A great snack on the trail that I have put together is to make some "peanut butter balls". Basically just toast some rolled oats, take a spoonful of peanutbutter and roll it in the oats, and then freeze them. I have also added chocolate chips, nuts, and/or raisins to the peanutbutter before rolling it in oats. The only issue is if its quite hot out, they will get a bit melty after the first day. 

One of my favorite car camping (maybe you could backpack it if you got creative) recipes would be Hobo stew. Crushed tomatoes, beef broth, onions, peppers, garlic, ground beef, and egg noodles. Ground beef browned, then the vegies thrown in and browned, followed by the liquids and simmered for a good bit to mix the flavors. Great hearty meal on a cool night and super easy to make with any fire or stove.

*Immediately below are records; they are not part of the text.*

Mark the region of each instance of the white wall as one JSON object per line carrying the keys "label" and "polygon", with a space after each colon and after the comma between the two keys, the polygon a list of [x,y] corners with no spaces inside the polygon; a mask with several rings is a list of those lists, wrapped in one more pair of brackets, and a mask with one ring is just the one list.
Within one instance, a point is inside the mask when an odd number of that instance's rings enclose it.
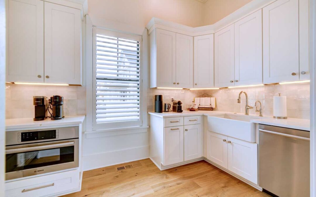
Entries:
{"label": "white wall", "polygon": [[5,12],[0,0],[0,196],[4,196],[4,78],[5,73]]}
{"label": "white wall", "polygon": [[94,25],[139,35],[153,17],[203,25],[204,4],[194,0],[88,0],[88,4]]}

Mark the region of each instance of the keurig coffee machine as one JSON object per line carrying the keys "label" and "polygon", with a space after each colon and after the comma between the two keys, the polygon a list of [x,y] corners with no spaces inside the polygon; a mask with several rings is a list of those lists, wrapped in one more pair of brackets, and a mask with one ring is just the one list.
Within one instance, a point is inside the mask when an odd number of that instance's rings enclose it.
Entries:
{"label": "keurig coffee machine", "polygon": [[64,107],[63,106],[64,97],[61,96],[54,96],[51,97],[49,101],[49,108],[52,111],[51,113],[48,111],[51,114],[51,119],[57,120],[65,118],[64,116]]}
{"label": "keurig coffee machine", "polygon": [[42,96],[33,97],[33,104],[35,106],[34,121],[43,120],[47,118],[47,97]]}

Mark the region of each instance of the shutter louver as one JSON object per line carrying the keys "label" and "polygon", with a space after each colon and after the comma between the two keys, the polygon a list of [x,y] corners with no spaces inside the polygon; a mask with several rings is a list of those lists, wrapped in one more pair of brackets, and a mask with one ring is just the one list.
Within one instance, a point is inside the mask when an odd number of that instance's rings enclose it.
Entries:
{"label": "shutter louver", "polygon": [[139,120],[139,42],[95,38],[96,123]]}

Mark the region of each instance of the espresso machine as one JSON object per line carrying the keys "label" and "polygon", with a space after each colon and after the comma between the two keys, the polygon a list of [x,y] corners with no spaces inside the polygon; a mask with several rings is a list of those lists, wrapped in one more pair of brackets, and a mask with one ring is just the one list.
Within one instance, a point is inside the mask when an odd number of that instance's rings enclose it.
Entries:
{"label": "espresso machine", "polygon": [[182,112],[182,102],[180,101],[176,101],[172,99],[172,111],[174,112]]}
{"label": "espresso machine", "polygon": [[48,108],[52,111],[51,119],[52,120],[62,119],[65,118],[64,115],[64,97],[58,95],[51,97],[48,100],[49,107]]}
{"label": "espresso machine", "polygon": [[47,118],[47,97],[42,96],[33,97],[33,104],[35,106],[34,121],[43,120]]}

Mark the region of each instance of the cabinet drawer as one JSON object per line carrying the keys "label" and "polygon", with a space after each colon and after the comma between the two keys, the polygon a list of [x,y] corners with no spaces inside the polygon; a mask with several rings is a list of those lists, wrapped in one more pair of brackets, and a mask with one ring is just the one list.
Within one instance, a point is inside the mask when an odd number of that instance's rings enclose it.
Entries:
{"label": "cabinet drawer", "polygon": [[164,119],[163,126],[167,127],[183,125],[183,117],[167,118]]}
{"label": "cabinet drawer", "polygon": [[12,181],[5,184],[6,196],[54,195],[79,188],[79,170],[67,171]]}
{"label": "cabinet drawer", "polygon": [[195,125],[201,123],[201,116],[185,116],[184,117],[184,125]]}

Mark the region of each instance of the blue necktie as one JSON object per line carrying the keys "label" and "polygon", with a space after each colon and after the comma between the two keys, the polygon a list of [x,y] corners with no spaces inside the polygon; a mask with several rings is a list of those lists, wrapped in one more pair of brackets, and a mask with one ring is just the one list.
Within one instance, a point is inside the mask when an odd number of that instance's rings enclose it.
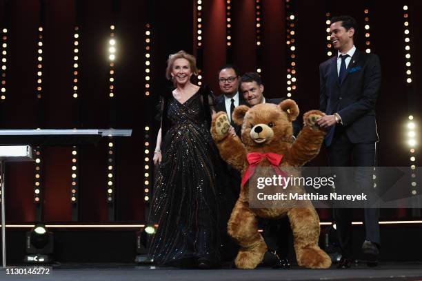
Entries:
{"label": "blue necktie", "polygon": [[339,83],[340,84],[341,84],[341,82],[343,82],[343,79],[344,79],[344,77],[345,76],[345,59],[348,56],[349,56],[348,54],[340,55],[340,58],[341,59],[341,64],[340,65],[340,72],[339,73]]}

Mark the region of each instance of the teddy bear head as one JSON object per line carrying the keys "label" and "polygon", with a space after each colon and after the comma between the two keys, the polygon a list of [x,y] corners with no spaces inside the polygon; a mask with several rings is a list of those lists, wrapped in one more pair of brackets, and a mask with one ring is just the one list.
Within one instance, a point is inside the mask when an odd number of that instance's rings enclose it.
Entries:
{"label": "teddy bear head", "polygon": [[261,103],[252,108],[240,105],[232,117],[236,124],[242,126],[241,138],[245,147],[261,150],[259,148],[277,148],[281,143],[292,143],[292,121],[299,114],[294,101],[286,99],[278,105]]}

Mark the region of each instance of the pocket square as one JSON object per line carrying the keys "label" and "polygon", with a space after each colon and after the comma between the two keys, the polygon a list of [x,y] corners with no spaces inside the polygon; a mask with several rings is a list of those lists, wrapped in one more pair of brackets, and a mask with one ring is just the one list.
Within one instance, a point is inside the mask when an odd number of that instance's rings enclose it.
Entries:
{"label": "pocket square", "polygon": [[359,70],[361,68],[362,68],[362,67],[360,65],[355,66],[354,67],[351,68],[350,70],[349,70],[349,73],[353,73],[354,72],[356,72]]}

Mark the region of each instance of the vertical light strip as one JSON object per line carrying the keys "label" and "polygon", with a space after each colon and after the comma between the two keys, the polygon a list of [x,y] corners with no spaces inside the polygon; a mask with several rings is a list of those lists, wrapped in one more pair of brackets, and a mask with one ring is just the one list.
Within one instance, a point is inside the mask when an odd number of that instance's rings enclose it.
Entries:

Second favorite is tinfoil surprise (goes by many other names). Basically take the same ingredients from hobo stew minus the liquid and pasta, add potatoes, wrap in tin foil, and throw it in a fire. This one definitely requires a sizeable fire since you want to be cooking on nice coals to heat it evenly.


----------



## kiliman (May 21, 2017)

Although not exactly a recipe as such, my favourite snail track has got to be Indian style _'bhuja mix'_.  Mixed with a few handfuls of dried fruits and some extra nuts to bulk it out, it's a winner every time.


----------



## gorge83 (Oct 19, 2017)

Not a recipe but I always bring Peanut butter Clif bars and beef jerky.


----------



## David Lyncher (Feb 4, 2021)

SanyokMalekula said:


> I have a best repice ever, i'm just a start to packing in 1-2 hours before i need to live my home. Always working nice


spammer


----------